Он прошёл через переднюю, быстро, на две створки отворил дверь в столовую. И стоял так, как в раме, шапка набекрень, снег набился в воротник, в лице — готовность к сильным чувствам и в то же время что-то жалко-вопросительное.
Потом прислонился к косяку; то, что он увидел, было поразительно. Матка боска! Они пили чай. Они пили чай совершенно так, как во многие вечера до этого. Именно в ту минуту он понял, что они герои. На встречу с героями он шёл, хотя вовсе не собирался делить их участи...
Но тут же толкнуло под локоть совсем другое, как будто из-под полы раскинутой шубы слабый голосок спросил: «Тадеушек, прямо сказать, а не для того ли ты явился, чтоб как раз удостовериться — героев вообще на свете нет и быть не может?»
Губы его распустились, лицо внезапно покрылось обильным потом.
Рылеев встал из-за стола, подошёл к нему вплотную, взял за плечо:
— Уходи. Что тебе здесь надо? Уходи, Фаддей, — ты будешь жить.

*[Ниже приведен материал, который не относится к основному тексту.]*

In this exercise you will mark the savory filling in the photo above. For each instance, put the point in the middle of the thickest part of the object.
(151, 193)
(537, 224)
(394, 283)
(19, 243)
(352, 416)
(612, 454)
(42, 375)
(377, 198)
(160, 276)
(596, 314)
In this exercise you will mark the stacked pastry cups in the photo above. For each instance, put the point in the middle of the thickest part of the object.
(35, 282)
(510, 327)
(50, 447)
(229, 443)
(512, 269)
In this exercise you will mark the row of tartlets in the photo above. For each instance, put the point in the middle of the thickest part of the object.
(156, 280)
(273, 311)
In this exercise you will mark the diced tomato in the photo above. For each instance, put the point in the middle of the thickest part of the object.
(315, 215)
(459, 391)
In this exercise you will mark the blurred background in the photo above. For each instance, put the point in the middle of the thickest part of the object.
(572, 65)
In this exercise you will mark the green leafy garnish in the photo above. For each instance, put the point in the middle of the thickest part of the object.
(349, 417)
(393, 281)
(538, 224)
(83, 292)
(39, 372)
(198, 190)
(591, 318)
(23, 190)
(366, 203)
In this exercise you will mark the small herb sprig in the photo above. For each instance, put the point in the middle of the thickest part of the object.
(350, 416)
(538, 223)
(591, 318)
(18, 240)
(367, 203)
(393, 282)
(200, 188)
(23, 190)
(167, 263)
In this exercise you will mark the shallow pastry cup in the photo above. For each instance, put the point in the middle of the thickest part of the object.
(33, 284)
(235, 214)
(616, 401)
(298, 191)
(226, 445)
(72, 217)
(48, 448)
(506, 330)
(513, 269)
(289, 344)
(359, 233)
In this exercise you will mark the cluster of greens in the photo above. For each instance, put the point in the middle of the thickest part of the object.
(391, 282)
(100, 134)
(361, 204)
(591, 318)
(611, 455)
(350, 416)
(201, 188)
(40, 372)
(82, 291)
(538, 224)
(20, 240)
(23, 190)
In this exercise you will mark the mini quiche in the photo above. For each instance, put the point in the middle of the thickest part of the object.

Он возвращался домой, содрогаясь: значит, они знали о своей неминуемой смерти и всё-таки шли? А потом — пили чай?
И сейчас, сидя за столом, с которого только что стряхнул в ящик листки доноса, он содрогнулся. Ему, как часто бывало первое время, опять послышались шаги, на этот раз — в спальне. Что-то потрескивало, постукивало там, будто кто-то ходил и вздыхал так же сам с собой, как и хозяин...

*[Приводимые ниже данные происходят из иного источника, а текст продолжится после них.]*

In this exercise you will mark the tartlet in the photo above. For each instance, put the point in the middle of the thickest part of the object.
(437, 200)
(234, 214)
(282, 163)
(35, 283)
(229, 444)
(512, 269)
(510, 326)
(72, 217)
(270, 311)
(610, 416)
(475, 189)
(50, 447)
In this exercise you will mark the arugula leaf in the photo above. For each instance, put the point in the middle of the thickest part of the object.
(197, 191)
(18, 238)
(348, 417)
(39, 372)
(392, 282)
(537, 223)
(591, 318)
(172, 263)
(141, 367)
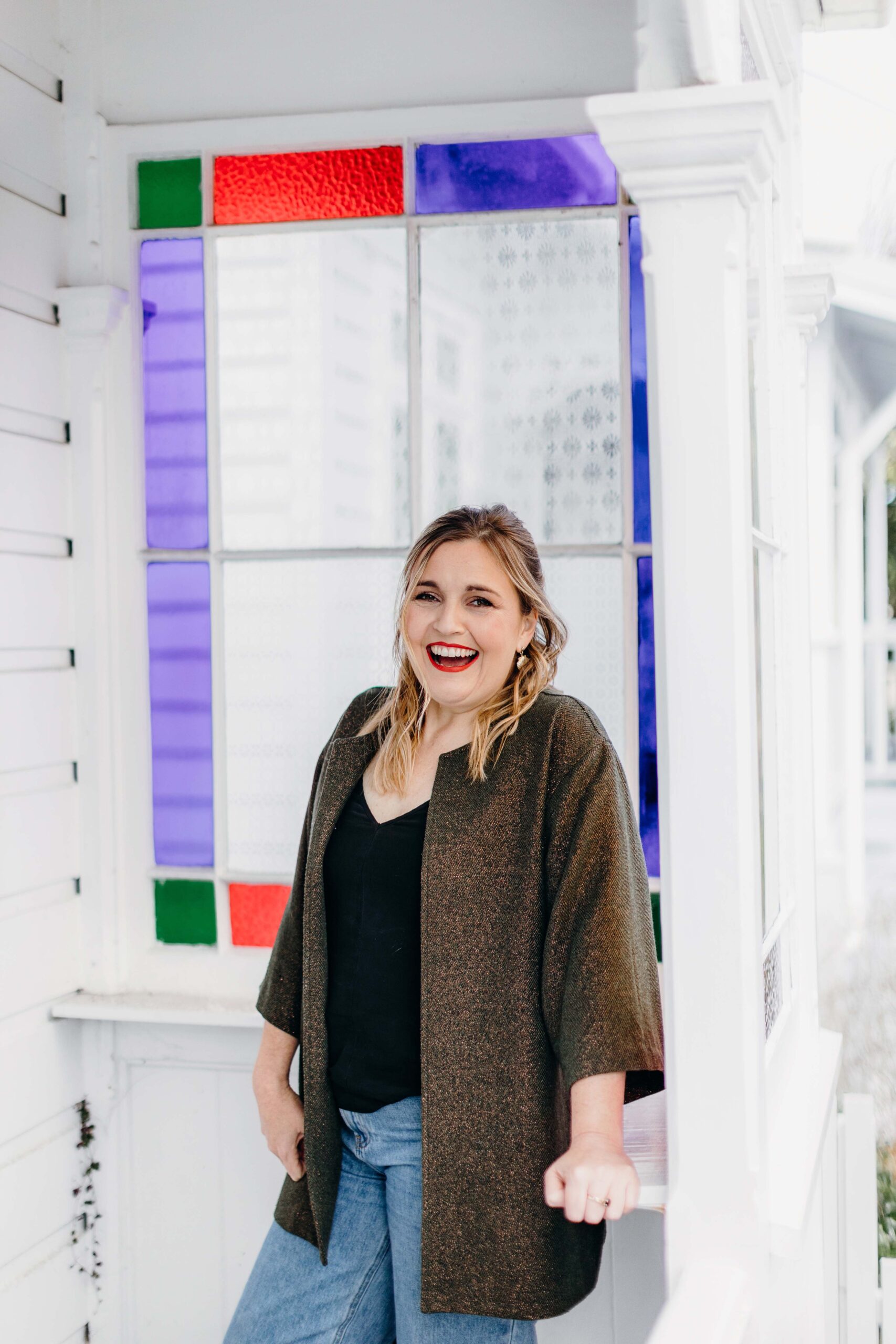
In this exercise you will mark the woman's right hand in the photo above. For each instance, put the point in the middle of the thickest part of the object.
(282, 1119)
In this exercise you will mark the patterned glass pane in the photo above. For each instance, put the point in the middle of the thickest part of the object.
(178, 598)
(648, 721)
(323, 185)
(256, 913)
(312, 338)
(520, 378)
(285, 622)
(171, 286)
(773, 985)
(513, 175)
(638, 347)
(186, 911)
(170, 194)
(587, 593)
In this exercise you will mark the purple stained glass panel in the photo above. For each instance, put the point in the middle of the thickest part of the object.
(513, 175)
(638, 339)
(171, 286)
(648, 719)
(179, 615)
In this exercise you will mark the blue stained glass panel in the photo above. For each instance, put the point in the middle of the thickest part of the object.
(171, 286)
(513, 175)
(638, 339)
(649, 811)
(179, 616)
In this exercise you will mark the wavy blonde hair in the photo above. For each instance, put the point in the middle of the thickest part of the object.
(399, 719)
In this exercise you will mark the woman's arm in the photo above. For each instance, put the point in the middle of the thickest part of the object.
(596, 1162)
(280, 1109)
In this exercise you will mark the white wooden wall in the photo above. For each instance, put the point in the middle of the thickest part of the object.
(44, 1300)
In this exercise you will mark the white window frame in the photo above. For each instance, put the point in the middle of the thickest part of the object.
(222, 970)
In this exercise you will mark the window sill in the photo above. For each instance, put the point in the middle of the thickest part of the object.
(644, 1120)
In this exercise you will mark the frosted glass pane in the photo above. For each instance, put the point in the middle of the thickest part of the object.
(587, 593)
(312, 353)
(301, 639)
(520, 374)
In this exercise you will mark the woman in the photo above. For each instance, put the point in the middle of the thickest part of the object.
(468, 961)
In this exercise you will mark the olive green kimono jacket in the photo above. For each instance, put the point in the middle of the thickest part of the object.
(537, 968)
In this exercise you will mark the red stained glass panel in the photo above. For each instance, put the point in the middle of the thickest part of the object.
(321, 185)
(256, 913)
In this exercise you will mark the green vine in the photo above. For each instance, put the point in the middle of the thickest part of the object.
(83, 1230)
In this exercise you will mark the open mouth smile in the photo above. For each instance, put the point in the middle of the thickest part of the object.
(452, 658)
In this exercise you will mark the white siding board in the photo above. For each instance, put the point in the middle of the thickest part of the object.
(31, 243)
(41, 1066)
(46, 1300)
(38, 844)
(38, 1186)
(30, 131)
(35, 603)
(31, 365)
(37, 719)
(41, 956)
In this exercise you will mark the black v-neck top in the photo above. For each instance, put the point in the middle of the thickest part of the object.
(373, 894)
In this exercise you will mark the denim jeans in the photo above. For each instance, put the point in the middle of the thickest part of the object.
(370, 1289)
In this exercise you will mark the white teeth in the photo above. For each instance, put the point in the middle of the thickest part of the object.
(452, 654)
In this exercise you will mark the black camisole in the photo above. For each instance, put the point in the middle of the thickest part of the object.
(373, 894)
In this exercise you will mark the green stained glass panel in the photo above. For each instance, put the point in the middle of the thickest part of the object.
(170, 193)
(186, 911)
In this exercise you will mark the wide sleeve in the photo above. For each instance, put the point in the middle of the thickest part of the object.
(280, 992)
(599, 982)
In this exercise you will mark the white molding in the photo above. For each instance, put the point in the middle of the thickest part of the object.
(90, 311)
(809, 292)
(698, 142)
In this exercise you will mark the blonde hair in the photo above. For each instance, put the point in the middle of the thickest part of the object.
(399, 721)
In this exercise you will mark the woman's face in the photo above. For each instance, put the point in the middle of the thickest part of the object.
(464, 625)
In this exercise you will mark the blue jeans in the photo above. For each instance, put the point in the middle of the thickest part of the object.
(370, 1289)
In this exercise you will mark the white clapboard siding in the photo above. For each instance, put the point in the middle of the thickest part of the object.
(35, 486)
(37, 719)
(38, 841)
(35, 603)
(30, 130)
(41, 954)
(37, 1182)
(41, 1065)
(31, 365)
(30, 26)
(42, 1297)
(30, 246)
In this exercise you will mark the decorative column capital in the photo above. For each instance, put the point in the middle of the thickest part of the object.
(703, 140)
(90, 311)
(809, 291)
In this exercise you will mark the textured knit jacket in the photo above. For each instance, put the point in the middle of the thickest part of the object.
(537, 968)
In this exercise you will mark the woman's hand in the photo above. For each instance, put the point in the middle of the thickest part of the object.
(593, 1164)
(282, 1117)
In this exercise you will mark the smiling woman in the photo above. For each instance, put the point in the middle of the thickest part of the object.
(468, 963)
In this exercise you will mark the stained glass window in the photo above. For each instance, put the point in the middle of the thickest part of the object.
(648, 719)
(513, 175)
(171, 287)
(312, 346)
(638, 351)
(186, 911)
(170, 194)
(321, 185)
(178, 600)
(520, 374)
(256, 913)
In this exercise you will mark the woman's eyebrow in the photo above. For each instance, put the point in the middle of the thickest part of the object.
(471, 588)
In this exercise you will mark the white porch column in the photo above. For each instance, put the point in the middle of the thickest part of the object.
(89, 315)
(692, 159)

Булгарин встал, лицо его сжалось и затвердело. С таким лицом он делал выговоры слугам, газетным сотрудникам, просителям, разлетевшимся за вспомоществованием... С таким лицом он уже не казался себе бедным рыцарем.
Но, разумеется, в спальне никого не было.
Вернувшись, Булгарин постоял возле полок, поправил два-три тома, выступивших из шеренги. Это были его книги, его дети, любимые до ломоты в висках. Это были его дети, а их — пинали. Аристократы! И тягучая, щемящая до быстрых слёз зависть овладела им, хотя — видит Бог! — он и сопротивлялся. Странный холодок пробежал по неприкрытым ногам, по спине, по затылку, младенчески заросшему редкими волосами.
В иные минуты он и в самом деле верил: если приходят, если держатся в памяти старые друзья, не отстраняясь, — возможно, и не сделано ничего непоправимого? И ещё так Фаддей Венедиктович думал: узнав о содеянном, друзья не осудили бы его, поняли. Он не мог встать поперёк времени, как Кондратий когда-то пытался. Кондратий был человек особый. Исступлённый...
И тут на память снова пришёл Пушкин.
Всё, что для него, Булгарина, было заведомо невозможно, оказалось тому по плечу. Пушкин сказал царю в глаза, что был бы среди своих друзей на Сенатской площади... Матка боска, матка боска, как, должно быть, страшно разговаривать с царём, говоря ему такие слова!